Memento mori ou, « souviens-toi que tu mourras » ou encore vanités, pour se rappeler que nous ne sommes que de passage. Un crâne, n’est-ce pas la représentation la plus explicite de cette locution qui défie le temps et sera illustrée aussi longtemps que l’être humain sera capable de représentation.
Les formes en sont devenus multiples depuis le classique crâne jusqu’aux créations actuelles les plus stupéfiantes de par l’imagination de leur propre…créateur !
Une exposition originale dans un lieu se prêtant parfaitement à ce mélange proposé d’art tribal et d’art contemporain, mélange qui galvanise les pièces présentées de par leur opposition et en même temps les rapproche de par leur beauté et ce qu’elles transcendent.

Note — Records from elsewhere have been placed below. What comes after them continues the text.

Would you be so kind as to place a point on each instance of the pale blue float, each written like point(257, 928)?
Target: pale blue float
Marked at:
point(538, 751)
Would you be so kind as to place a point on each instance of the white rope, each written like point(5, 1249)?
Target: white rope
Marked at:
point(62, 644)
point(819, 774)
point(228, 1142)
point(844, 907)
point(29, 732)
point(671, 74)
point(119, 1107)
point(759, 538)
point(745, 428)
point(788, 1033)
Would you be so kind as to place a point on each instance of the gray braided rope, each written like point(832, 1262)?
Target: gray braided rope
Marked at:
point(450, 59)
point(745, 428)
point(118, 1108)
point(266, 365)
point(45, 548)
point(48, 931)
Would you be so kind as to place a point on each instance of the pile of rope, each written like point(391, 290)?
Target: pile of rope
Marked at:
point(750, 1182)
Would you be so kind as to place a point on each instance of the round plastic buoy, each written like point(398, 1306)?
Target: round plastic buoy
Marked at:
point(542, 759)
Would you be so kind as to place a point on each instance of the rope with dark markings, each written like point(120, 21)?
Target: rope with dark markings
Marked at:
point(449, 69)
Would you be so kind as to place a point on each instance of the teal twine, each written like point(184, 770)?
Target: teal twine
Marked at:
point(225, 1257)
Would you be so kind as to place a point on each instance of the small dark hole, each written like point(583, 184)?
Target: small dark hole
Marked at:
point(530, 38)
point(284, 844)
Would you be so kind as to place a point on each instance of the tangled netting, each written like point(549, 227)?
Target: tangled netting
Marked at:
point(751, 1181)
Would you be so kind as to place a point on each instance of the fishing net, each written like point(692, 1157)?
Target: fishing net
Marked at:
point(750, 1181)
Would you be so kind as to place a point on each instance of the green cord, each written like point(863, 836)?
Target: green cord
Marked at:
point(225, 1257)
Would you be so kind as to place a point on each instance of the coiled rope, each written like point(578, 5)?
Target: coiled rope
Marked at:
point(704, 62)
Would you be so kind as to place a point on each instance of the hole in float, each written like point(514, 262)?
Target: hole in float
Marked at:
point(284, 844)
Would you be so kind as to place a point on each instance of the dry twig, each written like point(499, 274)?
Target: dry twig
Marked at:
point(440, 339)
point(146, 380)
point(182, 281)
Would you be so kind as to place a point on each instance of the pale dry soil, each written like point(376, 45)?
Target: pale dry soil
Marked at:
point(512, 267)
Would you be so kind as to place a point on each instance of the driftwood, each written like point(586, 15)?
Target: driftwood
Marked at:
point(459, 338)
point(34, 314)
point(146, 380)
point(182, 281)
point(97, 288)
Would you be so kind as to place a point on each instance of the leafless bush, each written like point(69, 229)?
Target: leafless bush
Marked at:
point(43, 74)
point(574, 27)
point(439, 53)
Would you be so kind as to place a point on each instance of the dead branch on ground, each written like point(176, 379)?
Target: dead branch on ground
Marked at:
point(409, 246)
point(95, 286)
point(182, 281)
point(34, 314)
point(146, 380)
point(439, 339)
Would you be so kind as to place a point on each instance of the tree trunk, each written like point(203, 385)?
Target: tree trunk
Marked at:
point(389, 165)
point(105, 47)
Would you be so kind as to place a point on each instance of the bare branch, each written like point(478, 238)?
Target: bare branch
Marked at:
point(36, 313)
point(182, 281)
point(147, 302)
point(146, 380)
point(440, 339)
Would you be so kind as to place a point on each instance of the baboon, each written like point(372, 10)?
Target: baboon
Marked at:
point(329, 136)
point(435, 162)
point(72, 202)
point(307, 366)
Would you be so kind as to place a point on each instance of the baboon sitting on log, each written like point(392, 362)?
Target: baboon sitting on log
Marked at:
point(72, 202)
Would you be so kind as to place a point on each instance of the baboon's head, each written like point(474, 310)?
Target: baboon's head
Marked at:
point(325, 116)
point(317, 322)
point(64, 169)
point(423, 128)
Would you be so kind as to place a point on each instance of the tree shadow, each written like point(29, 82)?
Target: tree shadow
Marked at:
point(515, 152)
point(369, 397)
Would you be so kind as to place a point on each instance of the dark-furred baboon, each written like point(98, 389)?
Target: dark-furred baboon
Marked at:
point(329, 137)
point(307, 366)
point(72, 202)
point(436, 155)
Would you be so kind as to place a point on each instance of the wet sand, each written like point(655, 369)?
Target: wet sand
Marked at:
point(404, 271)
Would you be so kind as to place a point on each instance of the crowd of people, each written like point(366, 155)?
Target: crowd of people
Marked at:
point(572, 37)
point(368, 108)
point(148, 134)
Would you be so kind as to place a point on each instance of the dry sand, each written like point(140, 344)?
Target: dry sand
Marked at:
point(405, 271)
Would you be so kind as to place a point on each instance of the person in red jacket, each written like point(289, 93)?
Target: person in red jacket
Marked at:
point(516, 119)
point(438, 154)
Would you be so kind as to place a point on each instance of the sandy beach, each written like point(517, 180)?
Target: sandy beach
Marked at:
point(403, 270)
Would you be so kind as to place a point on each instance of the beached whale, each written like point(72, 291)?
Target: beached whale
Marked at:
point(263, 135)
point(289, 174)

Le crâne « représente le passage de la mort à la résurrection, l’abandon de l’enveloppe charnelle ». Il est l’une des iconographies symboliques des plus courantes en tant que vanité. L’exposition regroupe ici le travail de quatre artistes, les tirages photographiques assez déroutants de Corinne Deniel sur un travail de détournement de jerricans en matière plastique qui prennent alors visage humain, sorte de memento mori contemporains.
Jean-Marie Lambert, sculpteur, joue du blanc et du noir dans des compositions qui laissent libre cours à notre imagination, pouvant alors s’approprier les propos d’un Jacques Kerchache avec sa vision focalisée sur les fétiches vaudou : « L’art demeure une ouverture, il est par excellence, la manifestation de la liberté : global, universel, atemporel, il est mis à la disposition de tous ceux qui savent l’entendre. »
Propos toujours valables pour le travail d’André Bour. Son crâne envahi par ces tuyaux en verre pour changer de ceux, autrefois, envahis par serpents ou vers, est là pour démontrer que les vanités sont toujours d’actualité, et dopent notre imaginaire. La représentation du crâne est bien inséparable de la vie.
Quant à ses gouaches, partons avec lui et avec Fernando Pessoa. La vanité est la plus emblématique de toutes parce qu’elle nous rappelle que « tout ce que nous pouvons dire ou faire, penser ou sentir, porte un même masque ».
On pourrait presqu’asséner : « si ce crâne de cervidé gravé ne vous émeut pas, passez votre chemin ! » mais ce serait un brin présomptueux. Pareil pour toutes les autres pièces d’art primitif présentées, les plus « remuantes » se situant bien du côté des fétiches et autres attributs de devin.
A propos des fétiches, Pablo Picasso à André Malraux : « Tous nous aimions les fétiches. Van Gogh a dit : « l’art japonais, on avait tous ça en commun ». Nous, c’est le nègre. Leurs formes n’ont pas eu plus d’influence sur moi que sur Matisse ou Derain, mais, pour eux, les masques étaient des sculptures comme les autres. Quand Matisse m’a montré sa première tête nègre, il m’a parlé d’art égyptien…Quand je suis allé au Trocadéro, c’était dégoûtant. Un vrai marché aux puces. J’étais tout seul, je voulais m’en aller, mais je ne partais pas, je restais, j’avais compris que c’était très important, il m’arrivait quelque chose… on était en pleine magie… Les masques, ils n’étaient pas des sculptures comme les autres, ils étaient magiques. »
Prenez le temps de regarder, d’observer, de vous attarder, de revenir en arrière, de vous interroger ; n’ayez crainte, vous pourrez le faire en toute tranquillité.
Et n’oubliez pas : « La spiritualité des vanités, que nous ne cessons jamais d’aller chercher dans les thèmes religieux, procède de toute la peinture et se décline dans tous les arts et sous tous les genres, même dans les cas non théologiques de l’art contemporain. » Alain Tapié
Cette expo est bien une des plus belles et intéressantes en ce moment, « en ville » comme on dit. Merci à Michèle Gondebeaud et à tous ces collaborateurs du moment.